L’Assemblée nationale du Sénégal a entamé sa première session extraordinaire de l’année ce lundi 10 août, sous l’impulsion de son président, Ousmane Sonko. Durant quinze jours, les députés sont appelés à examiner cinq textes législatifs. Parmi eux, deux propositions de loi déposées en urgence par la majorité Pastef, lesquelles cristallisent les tensions persistantes entre l’entourage du Premier ministre et celui du Président Bassirou Diomaye Faye.

Dans un climat politique tendu, le Pastef a remis à l’ordre du jour une modification significative de l’article 37 de la Constitution. Cette réforme contraindrait le chef de l’État à divulguer son patrimoine non seulement au début, mais aussi à la fin de son mandat. Une telle disposition avait déjà été intégrée dans une révision constitutionnelle adoptée en juin par les députés, mais le Conseil constitutionnel avait alors invalidé le texte, marquant un revers pour le camp d’Ousmane Sonko. La nouvelle offensive parlementaire vise à réintroduire cette exigence de transparence sous une forme remaniée.
La seconde proposition législative émanant de la majorité concerne les crédits spéciaux, communément désignés sous le terme de « fonds secrets ». Ces dotations, allouées à la Présidence de la République et à la Primature, seraient soumises à un contrôle renforcé, potentiellement par le biais d’une commission parlementaire restreinte. Cette initiative s’inscrit dans une démarche plus large pour une actualité africaine souveraine et une gouvernance plus transparente.
Le contrôle des crédits spéciaux au cœur du désaccord
La gestion de ces fonds représente un point de discorde majeur entre Ousmane Sonko et Bassirou Diomaye Faye. Ce différend a d’ailleurs été un facteur déterminant dans la rupture entre les deux figures politiques en mai dernier.
Pour Moussa Diaw, professeur de sciences politiques à l’université Gaston Berger de Saint-Louis, ces démarches législatives illustrent la volonté du Pastef d’imposer au Président une plus grande obligation de transparence et de reddition de comptes. L’universitaire établit également un lien entre cette offensive parlementaire et la création récente du nouveau parti de Bassirou Diomaye Faye, Kiiraay.
Ces deux propositions politiques seront examinées sous procédure d’urgence. Leur adoption finale dépendra néanmoins de l’issue des débats parlementaires et, le cas échéant, de l’examen par le Conseil constitutionnel.
Par ailleurs, la session extraordinaire inclut également trois projets de loi gouvernementaux.
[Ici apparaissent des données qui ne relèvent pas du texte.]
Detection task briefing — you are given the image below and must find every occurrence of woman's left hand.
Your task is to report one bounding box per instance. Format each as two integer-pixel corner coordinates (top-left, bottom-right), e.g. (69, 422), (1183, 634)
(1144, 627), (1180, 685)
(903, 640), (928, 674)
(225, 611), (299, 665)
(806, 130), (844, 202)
Ceux-ci portent sur des sujets cruciaux tels que le Code de la sécurité sociale, le Code du travail et la sécurité numérique.
Le projet de loi sur la sécurité numérique revêt une importance particulière, faisant suite à une série d’attaques informatiques ayant ciblé des institutions publiques sénégalaises. Depuis octobre, des entités comme le Trésor public ont été visées. Ce texte a pour objectif de définir un cadre législatif robuste afin de renforcer la protection des infrastructures et des données numériques de l’État.